With the baggie method, I transplant into 6-packs of fast draining soil as soon as the root develops and the cotelydon breaks free of the seed coat. With the flats, I either transplant into 4" containers or directly into the ground when the seedling reaches the 4 true leaves stage.
Check the FAQs section at the top of the "Growing From Seed" forum page, there is also a discussion on the hunk-o-seedlings method, which people sometime resort to wjen we have to many seeds.
I would never bother with the complicated systems people in other region use out of necessity, but a good heat mat can make a difference in cool months. Just about every seed has an ideal temperature at which it wants to germinate.
Here is a link that might be useful: baggie method




Thanks so much for the tip on taping them to the window! That just gave me a whole lot more space. hee hee
I can't believe it, but it worked for me, too. I am dropping them in paper pots filled nearly to the top with soil and adding a little soil over top of the seedling right now.
There doesn't seem to be any real good info on what to do and when based on seeing a root develop and/or a stem... I am not waiting to see the stem, just going for it now with the root showing. I sure hope I'm doing this right.
~Angela
I just started the coffee filter baggie method less than a month ago, and let me just say that it is amazing! I collected seed from various plants, dianthus, snapdragon, alysum and they all sprouted within days. I'm also starting some store bought seed for periennals for fall planting. I'm experimenting with transfering them in different ways right now.

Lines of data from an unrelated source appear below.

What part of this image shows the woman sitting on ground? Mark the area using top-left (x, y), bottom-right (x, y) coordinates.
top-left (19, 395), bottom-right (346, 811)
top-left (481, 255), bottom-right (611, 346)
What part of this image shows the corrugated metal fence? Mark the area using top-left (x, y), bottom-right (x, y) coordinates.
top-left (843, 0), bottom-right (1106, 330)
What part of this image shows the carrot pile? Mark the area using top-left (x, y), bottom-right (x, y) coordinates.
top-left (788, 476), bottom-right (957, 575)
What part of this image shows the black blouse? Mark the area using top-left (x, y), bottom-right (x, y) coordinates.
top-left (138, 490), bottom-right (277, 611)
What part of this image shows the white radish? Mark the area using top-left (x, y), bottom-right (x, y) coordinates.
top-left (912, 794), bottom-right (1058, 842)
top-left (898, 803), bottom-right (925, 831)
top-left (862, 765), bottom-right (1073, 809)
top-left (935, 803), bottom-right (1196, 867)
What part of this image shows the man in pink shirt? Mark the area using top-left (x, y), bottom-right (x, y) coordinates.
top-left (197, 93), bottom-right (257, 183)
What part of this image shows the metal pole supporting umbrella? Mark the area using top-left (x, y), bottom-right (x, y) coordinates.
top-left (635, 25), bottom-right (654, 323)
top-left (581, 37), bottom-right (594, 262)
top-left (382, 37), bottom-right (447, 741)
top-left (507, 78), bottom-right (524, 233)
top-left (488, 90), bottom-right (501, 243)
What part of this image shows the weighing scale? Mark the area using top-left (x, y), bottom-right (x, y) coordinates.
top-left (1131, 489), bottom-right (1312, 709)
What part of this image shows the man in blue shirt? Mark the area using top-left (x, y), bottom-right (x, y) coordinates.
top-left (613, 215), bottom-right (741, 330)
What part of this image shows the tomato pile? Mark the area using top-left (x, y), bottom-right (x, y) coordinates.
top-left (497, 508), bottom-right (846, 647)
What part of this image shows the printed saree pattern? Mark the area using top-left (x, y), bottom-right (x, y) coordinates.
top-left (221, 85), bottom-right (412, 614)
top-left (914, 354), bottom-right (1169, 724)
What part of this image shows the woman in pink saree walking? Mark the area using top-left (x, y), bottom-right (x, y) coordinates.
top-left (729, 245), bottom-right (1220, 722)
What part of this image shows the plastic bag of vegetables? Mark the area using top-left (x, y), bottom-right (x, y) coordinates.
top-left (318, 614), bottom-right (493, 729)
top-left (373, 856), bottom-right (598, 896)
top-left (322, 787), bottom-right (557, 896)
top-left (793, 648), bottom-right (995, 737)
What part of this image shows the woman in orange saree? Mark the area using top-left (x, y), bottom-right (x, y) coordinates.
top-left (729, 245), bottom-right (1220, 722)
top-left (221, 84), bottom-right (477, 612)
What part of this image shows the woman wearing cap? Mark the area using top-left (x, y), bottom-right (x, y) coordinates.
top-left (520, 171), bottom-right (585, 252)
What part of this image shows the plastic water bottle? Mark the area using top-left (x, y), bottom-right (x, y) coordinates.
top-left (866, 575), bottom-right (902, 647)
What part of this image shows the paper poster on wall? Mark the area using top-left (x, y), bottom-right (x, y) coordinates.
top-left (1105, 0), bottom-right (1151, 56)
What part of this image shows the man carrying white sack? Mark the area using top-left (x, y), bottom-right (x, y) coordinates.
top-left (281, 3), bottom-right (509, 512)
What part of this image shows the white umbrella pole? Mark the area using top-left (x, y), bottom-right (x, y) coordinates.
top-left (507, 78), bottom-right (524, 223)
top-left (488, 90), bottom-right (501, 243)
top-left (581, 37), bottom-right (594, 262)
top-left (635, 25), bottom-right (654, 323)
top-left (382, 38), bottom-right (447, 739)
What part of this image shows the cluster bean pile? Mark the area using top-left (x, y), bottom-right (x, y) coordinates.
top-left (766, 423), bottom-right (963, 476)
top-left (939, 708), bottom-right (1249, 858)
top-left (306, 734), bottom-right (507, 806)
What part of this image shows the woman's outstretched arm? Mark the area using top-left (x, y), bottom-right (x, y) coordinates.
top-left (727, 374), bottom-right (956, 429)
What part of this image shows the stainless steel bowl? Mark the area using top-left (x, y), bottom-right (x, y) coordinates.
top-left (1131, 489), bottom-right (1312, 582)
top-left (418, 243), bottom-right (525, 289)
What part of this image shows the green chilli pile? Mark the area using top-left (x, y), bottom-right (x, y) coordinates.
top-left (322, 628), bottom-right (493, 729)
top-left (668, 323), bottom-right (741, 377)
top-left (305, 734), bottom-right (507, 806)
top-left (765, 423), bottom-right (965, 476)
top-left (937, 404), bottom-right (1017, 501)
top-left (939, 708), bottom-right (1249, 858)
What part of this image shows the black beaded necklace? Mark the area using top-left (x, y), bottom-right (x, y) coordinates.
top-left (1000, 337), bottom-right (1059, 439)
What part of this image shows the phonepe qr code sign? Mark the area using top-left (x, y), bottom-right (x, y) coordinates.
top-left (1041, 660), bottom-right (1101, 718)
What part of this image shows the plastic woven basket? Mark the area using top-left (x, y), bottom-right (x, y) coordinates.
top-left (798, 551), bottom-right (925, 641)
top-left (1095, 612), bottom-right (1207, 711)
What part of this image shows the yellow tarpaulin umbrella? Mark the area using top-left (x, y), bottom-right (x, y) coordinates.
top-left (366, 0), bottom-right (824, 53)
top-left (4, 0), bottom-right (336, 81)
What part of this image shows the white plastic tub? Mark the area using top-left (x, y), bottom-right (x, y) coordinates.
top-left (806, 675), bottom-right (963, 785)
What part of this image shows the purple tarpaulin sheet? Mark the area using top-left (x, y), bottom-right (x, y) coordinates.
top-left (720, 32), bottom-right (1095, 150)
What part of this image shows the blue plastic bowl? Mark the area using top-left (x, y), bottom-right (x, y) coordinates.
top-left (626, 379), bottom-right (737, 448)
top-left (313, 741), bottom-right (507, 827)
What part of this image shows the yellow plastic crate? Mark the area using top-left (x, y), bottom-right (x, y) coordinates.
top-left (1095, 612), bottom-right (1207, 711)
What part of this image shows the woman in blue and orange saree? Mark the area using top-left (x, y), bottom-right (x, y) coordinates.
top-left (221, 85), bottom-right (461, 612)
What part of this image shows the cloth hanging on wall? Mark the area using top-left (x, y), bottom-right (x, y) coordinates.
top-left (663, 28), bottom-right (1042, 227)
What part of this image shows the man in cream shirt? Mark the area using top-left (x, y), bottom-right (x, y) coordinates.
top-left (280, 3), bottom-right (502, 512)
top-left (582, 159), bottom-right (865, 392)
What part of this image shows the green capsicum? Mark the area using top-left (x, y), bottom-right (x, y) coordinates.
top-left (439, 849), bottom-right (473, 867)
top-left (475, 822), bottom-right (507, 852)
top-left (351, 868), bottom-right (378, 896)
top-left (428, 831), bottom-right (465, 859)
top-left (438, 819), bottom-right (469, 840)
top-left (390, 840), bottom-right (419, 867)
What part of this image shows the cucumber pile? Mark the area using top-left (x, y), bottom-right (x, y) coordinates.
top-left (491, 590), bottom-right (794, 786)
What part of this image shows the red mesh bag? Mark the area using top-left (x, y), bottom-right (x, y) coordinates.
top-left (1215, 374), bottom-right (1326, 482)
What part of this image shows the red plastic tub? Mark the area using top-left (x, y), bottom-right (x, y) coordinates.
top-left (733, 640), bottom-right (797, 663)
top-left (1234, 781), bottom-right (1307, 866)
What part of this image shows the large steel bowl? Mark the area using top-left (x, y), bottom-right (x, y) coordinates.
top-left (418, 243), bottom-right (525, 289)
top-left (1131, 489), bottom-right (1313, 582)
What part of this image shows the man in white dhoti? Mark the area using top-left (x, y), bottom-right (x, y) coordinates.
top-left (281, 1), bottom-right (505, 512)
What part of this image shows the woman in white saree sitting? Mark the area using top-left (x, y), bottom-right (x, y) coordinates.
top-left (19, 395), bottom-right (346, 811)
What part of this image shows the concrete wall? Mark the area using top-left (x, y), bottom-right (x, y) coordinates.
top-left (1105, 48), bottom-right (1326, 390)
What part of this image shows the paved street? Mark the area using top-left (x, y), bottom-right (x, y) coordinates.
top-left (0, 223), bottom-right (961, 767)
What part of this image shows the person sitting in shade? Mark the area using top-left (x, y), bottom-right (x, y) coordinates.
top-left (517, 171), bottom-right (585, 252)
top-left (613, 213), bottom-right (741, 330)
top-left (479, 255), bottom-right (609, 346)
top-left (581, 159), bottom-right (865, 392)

I have also yet to read exactly when is the best time to remove from the baggie and transfer to soil, so I do it when they have their two little "starter" leaves. (I forget the technial term.) I figure I shouldn't wait longer than that, but having those two little leaves going to put above soil really helps me.
Once they sprout I put them in little soiled filled newspaper pots or yogurt cups. If they fall off the coffee filter easily, I do it that way. If they are "stuck," I cut up the coffee filter and leave them attached to that and put them together in the soil. The FAQ has a tip about using a toothpick which can be handy to have on hand when doing this.
Once in a little soil, I leave them in the windowsill right below where they were taped in the baggie for one full day. But I figure they need to get in full sun as soon as possible. Plus, I get sick of moving them in and out and squirting them with a water bottle. So I just spend a few days setting them outside for longer bits each day, then after that, leave them out.
Right now I'm just trying different things with different plants as far as when I'm planting them in ground versus leaving them in some kind of little plastic pot or yogurt container. But either way, I also want them outside asap, I also hate keeping things with dirt inside as it's messy and attracts bugs and my kids can knock them over, lol. That is why I love this method as they are only inside in dirt a few days at most. They are either in a baggie where I can glance as to their progress however much I want but doesn't take constant watering, but they get planted and acclimated to the outdoor environment rathar quickly. But then again, I live in a mild climate and have a small house without the whole light set-up deal, so maybe that is why it works well for me.
Good luck, and definately check back what works well for you!